South Carolina's High Court Clarifies Rules on Construction Defect Coverage

Clarifying several rulings on coverage for construction defects, South Carolina’s Supreme Court ruled this week that a trial court did not err in determining that a CGL policy covered damages awarded to a homeowner in an arbitration against an insured contactor for water intrusion related to negligent application of stucco by a subcontractor. The court first clarified prior decisions and found that an “occurrence” is present where defective construction results in property damage. The court acknowledged that there was some confusion in the trial courts as to the difference between an “occurrence” of alleged negligent construction from negligent construction resulting in an “occurrence.” The court concluded that although “the stucco subcontractor’s negligent application is not on its own sufficient to constitute an “occurrence,” we find that . . . the continuous water intrusion into the home resulting from the subcontractor’s negligence qualifies as an “accident” involving “continuous or repeated exposure to substantially the same harmful conditions.” The court additionally rejected the insurer’s argument that the water intrusion damages were excluded under the policy as “expected or intended” damages as the insured contractor certainly did not intend for its subcontractor to perform negligently. Finally, the court allowed for recovery under the policy for that portion of the arbitration award concerning removal and replacement of the stucco stating this was necessary in order to remedy the extensive water intrusion damage behind the stucco and was therefore associated with remedying covered property damage.

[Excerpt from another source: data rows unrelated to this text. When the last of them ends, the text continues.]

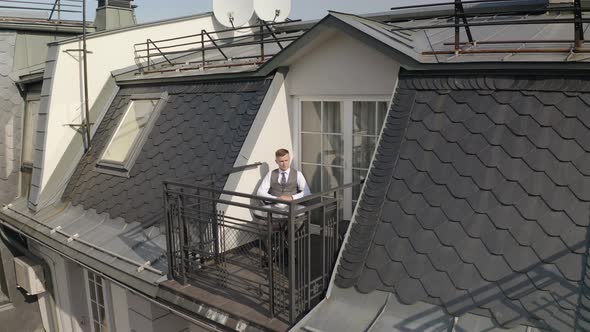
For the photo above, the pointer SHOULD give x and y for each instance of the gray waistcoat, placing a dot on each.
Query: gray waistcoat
(290, 188)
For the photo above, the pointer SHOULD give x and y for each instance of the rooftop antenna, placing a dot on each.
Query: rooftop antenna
(272, 10)
(233, 13)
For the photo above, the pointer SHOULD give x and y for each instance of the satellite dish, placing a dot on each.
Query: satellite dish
(272, 10)
(233, 13)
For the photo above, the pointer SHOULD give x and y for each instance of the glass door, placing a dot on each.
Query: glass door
(322, 144)
(337, 141)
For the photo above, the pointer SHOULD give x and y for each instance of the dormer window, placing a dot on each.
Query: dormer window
(125, 144)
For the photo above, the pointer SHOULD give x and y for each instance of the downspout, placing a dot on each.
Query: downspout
(48, 300)
(85, 63)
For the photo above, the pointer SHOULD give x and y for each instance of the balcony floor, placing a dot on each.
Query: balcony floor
(239, 285)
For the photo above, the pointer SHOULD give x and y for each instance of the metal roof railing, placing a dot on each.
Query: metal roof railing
(190, 51)
(53, 8)
(466, 19)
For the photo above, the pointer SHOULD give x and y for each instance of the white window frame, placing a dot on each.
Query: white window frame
(346, 119)
(106, 294)
(123, 169)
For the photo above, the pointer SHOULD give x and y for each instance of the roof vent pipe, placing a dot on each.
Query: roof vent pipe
(114, 14)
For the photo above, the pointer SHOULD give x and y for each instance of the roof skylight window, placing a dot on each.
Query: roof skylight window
(133, 129)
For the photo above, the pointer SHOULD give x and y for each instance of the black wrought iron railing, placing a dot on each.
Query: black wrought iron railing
(275, 256)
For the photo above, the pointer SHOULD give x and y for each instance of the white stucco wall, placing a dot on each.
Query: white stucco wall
(341, 65)
(270, 131)
(110, 51)
(335, 65)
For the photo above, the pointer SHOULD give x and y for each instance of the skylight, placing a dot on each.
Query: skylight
(132, 131)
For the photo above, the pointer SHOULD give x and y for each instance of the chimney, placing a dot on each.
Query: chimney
(114, 14)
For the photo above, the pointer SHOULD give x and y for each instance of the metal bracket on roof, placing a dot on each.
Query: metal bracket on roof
(578, 25)
(53, 231)
(460, 14)
(73, 237)
(143, 266)
(76, 50)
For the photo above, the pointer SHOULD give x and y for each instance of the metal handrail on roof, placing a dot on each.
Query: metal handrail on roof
(178, 53)
(51, 7)
(464, 19)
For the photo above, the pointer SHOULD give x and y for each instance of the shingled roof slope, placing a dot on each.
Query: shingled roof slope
(478, 200)
(200, 131)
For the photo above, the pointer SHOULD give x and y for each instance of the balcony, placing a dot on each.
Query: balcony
(273, 257)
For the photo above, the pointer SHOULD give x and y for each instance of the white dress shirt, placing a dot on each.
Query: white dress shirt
(301, 185)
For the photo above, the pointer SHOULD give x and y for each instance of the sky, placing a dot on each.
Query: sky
(152, 10)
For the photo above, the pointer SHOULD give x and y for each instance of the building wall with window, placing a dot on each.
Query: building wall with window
(328, 112)
(18, 311)
(339, 91)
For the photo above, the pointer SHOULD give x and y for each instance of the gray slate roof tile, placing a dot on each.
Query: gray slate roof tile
(187, 141)
(486, 210)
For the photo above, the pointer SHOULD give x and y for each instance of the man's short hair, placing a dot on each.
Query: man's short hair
(281, 153)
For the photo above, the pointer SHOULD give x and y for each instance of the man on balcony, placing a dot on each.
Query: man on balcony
(284, 183)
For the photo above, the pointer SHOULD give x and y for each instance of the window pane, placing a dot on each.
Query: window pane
(29, 130)
(133, 122)
(95, 316)
(358, 178)
(362, 151)
(312, 176)
(333, 149)
(381, 113)
(311, 147)
(364, 115)
(92, 291)
(332, 117)
(100, 295)
(332, 177)
(311, 116)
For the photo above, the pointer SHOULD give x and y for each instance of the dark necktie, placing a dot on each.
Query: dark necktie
(283, 178)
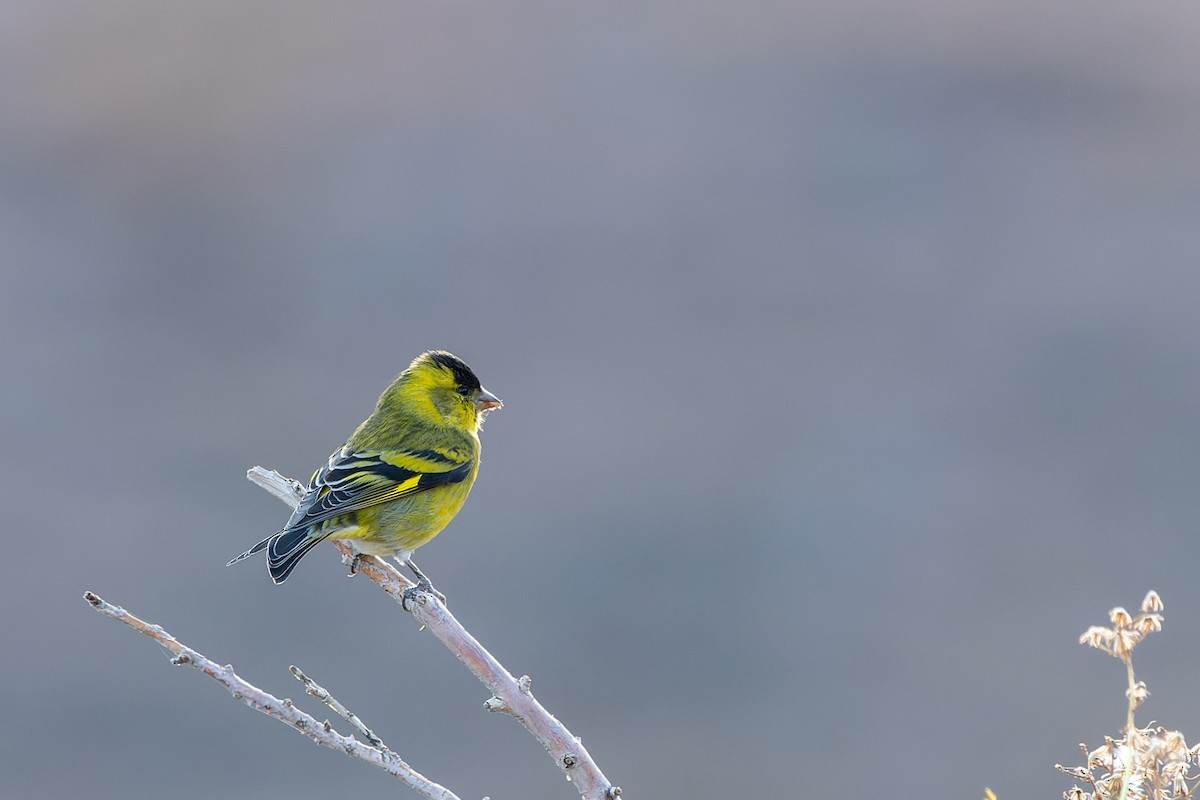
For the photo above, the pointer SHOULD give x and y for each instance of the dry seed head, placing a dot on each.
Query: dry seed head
(1138, 693)
(1152, 602)
(1150, 623)
(1097, 637)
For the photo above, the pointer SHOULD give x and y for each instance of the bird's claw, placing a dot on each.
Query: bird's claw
(421, 588)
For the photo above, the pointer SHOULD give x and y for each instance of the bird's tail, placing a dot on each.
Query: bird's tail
(257, 548)
(286, 548)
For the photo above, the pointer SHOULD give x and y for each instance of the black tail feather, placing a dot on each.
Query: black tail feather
(286, 549)
(257, 548)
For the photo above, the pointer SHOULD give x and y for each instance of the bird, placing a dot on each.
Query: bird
(401, 476)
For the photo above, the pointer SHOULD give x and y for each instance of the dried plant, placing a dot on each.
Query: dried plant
(1150, 763)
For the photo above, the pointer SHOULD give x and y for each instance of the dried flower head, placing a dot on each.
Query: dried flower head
(1149, 763)
(1127, 631)
(1152, 603)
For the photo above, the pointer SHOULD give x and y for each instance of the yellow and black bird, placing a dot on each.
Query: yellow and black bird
(402, 475)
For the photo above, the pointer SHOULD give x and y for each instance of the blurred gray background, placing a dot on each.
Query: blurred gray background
(849, 353)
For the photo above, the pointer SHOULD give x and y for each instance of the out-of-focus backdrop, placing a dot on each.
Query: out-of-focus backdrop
(850, 354)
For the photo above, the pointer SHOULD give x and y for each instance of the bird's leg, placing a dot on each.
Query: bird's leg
(423, 585)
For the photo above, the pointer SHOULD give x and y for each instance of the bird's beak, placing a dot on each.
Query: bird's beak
(487, 401)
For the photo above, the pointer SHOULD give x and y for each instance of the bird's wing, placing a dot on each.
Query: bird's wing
(353, 480)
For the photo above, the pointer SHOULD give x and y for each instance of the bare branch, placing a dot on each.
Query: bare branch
(283, 710)
(318, 691)
(509, 695)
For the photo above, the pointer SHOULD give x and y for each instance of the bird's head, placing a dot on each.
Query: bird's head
(441, 388)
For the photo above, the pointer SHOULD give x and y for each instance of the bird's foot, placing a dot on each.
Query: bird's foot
(423, 588)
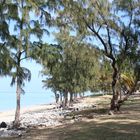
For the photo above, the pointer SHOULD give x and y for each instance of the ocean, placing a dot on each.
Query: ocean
(8, 100)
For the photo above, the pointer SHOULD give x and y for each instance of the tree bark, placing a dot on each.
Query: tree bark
(114, 100)
(71, 97)
(65, 99)
(17, 113)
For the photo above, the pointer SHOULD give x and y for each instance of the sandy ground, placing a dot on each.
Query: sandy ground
(9, 116)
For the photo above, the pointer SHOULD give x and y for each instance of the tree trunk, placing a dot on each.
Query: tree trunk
(65, 99)
(71, 97)
(17, 113)
(114, 100)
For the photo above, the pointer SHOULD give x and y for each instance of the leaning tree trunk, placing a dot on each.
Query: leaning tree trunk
(114, 100)
(17, 113)
(71, 97)
(65, 99)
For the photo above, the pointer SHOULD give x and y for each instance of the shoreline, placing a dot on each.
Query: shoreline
(46, 115)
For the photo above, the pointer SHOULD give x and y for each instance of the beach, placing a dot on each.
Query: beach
(46, 115)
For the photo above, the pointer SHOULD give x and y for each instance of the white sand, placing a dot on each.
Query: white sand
(9, 116)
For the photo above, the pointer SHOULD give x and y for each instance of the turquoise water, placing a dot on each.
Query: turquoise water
(8, 100)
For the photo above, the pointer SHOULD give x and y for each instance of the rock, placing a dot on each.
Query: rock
(3, 125)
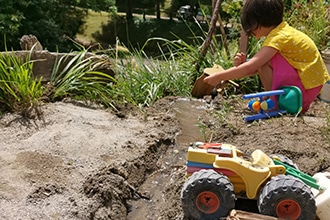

Illinois Supreme Court Limits Targeted Tenders To Excess

The Illinois Supreme Court has ruled that targeted tenders do not trump the rule of horizontal exhaustion in construction defect cases.  As a result, additional named insureds must now  exhaust their own primary insurance before they can reach the excess layer of additional insured coverage. The court declared that “extending the targeted tender rule to require an excess insurer to pay before a primary policy would eviscerate the distinction between primary and excess insurance.” The court ruled, therefore, that despite Kajima’s targeted tender to St. Paul after the sub’s primary exhausted, Kajima was required to exhaust its own primary insurance before St. Paul paid.

In Kajima Construction Services, Inc. v. St. Paul Fire & Marine Ins. Co., No. 103588 (Ill. November 29, 2007), a general contractor and its own insurer (Tokio Marine) sued St. Paul to recover $1 million that Tokio had contributed to a $3 million personal injury settlement.  St. Paul, which had issued primary and umbrella coverage to a subcontractor that named Kajima as an additional insured, paid its $2 million primary limit but stated that its umbrella policy was excess of Kajima's own primary insurance and need therefore not contribute.

For the last several years, Illinois has followed the unique path of allowing insureds to designate the particular line of coverage under which they wish to be covered where multiple policies cover a construction claim.  In most such cases, therefore, a general contractor's first line of coverage is the CGL policy issued to a subcontractor on which it is listed as an additional insured.   The logical extension of this "targeted tender" theory would make the sub's umbrella policy the second line of defense.   However, that analysis conflicts with the principle of "horizontal exhaustion," wherein all available primary insurance must be exhausted before an umbrella pollicy must pay.  As a result, most courts have ruled that the general contractor's own CGL policy must pay after the sub's primary insurance.

In adopting the majority rule, the Illinois Supreme Court seems to have implicitly acknowledged some of the practical and doctrinal problems that result from a court making up a legal doctrine that is rooted more in a court's vision of public policy than the language of the policies themselves.